Spiking neurons as predictive controllers of linear systems

TL;DR

This paper introduces a scalable, biologically-inspired spiking neural network control method for linear systems that leverages optimal control principles, avoiding rate-based approximations and enabling efficient, sparse neural activity control.

Contribution

It presents a novel spike-based control rule derived from optimal control theory, with a closed-form solution for network connectivity and dynamics, applicable to high-dimensional systems.

Findings

Successfully controls linear systems with sparse spiking activity

Scales to high-dimensional networks and systems

Provides a closed-form mathematical framework for spiking control

Abstract

Neurons communicate with downstream systems via sparse and incredibly brief electrical pulses, or spikes. Using these events, they control various targets such as neuromuscular units, neurosecretory systems, and other neurons in connected circuits. This gave rise to the idea of spiking neurons as controllers, in which spikes are the control signal. Using instantaneous events directly as the control inputs, also called `impulse control', is challenging as it does not scale well to larger networks and has low analytical tractability. Therefore, current spiking control usually relies on filtering the spike signal to approximate analog control. This ultimately means spiking neural networks (SNNs) have to output a continuous control signal, necessitating continuous energy input into downstream systems. Here, we circumvent the need for rate-based representations, providing a scalable method for task-specific spiking control with sparse neural activity. In doing so, we take inspiration from both optimal control and neuroscience theory, and define a spiking rule where spikes are only emitted if they bring a dynamical system closer to a target.

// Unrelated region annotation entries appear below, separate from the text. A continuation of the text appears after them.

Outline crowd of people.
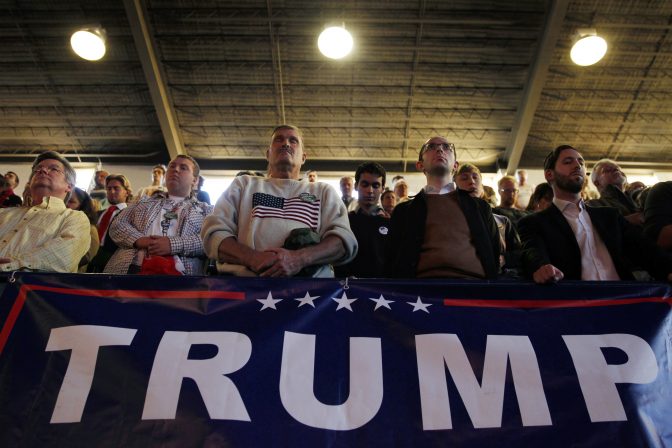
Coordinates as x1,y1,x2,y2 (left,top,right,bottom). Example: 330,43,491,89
0,125,672,284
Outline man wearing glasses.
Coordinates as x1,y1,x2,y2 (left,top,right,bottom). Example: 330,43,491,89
0,151,91,272
385,136,500,279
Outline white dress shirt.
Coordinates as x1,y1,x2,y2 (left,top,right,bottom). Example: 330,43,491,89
553,197,620,281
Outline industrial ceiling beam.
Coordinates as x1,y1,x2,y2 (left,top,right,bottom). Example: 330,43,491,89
124,0,186,159
504,0,569,175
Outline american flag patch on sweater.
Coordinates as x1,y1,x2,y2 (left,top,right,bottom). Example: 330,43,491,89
252,193,320,229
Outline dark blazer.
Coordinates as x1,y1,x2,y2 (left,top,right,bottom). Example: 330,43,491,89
518,204,672,280
385,190,501,279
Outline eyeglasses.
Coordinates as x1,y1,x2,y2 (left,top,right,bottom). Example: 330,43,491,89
33,165,65,176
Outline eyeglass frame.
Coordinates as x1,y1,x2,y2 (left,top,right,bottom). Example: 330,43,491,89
418,142,457,162
31,164,65,177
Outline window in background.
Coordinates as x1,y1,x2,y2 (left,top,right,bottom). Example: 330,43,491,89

From this principle, we derive the required connectivity for an SNN, and show that it can successfully control linear systems. We show that for physically constrained systems, predictive control is required, and the control signal ends up exploiting the passive dynamics of the downstream system to reach a target. Finally, we show that the control method scales to both high-dimensional networks and systems. Importantly, in all cases, we maintain a closed-form mathematical derivation of the network connectivity, the network dynamics and the control objective. This work advances the understanding of SNNs as biologically-inspired controllers, providing insight into how real neurons could exert control, and enabling applications in neuromorphic hardware design.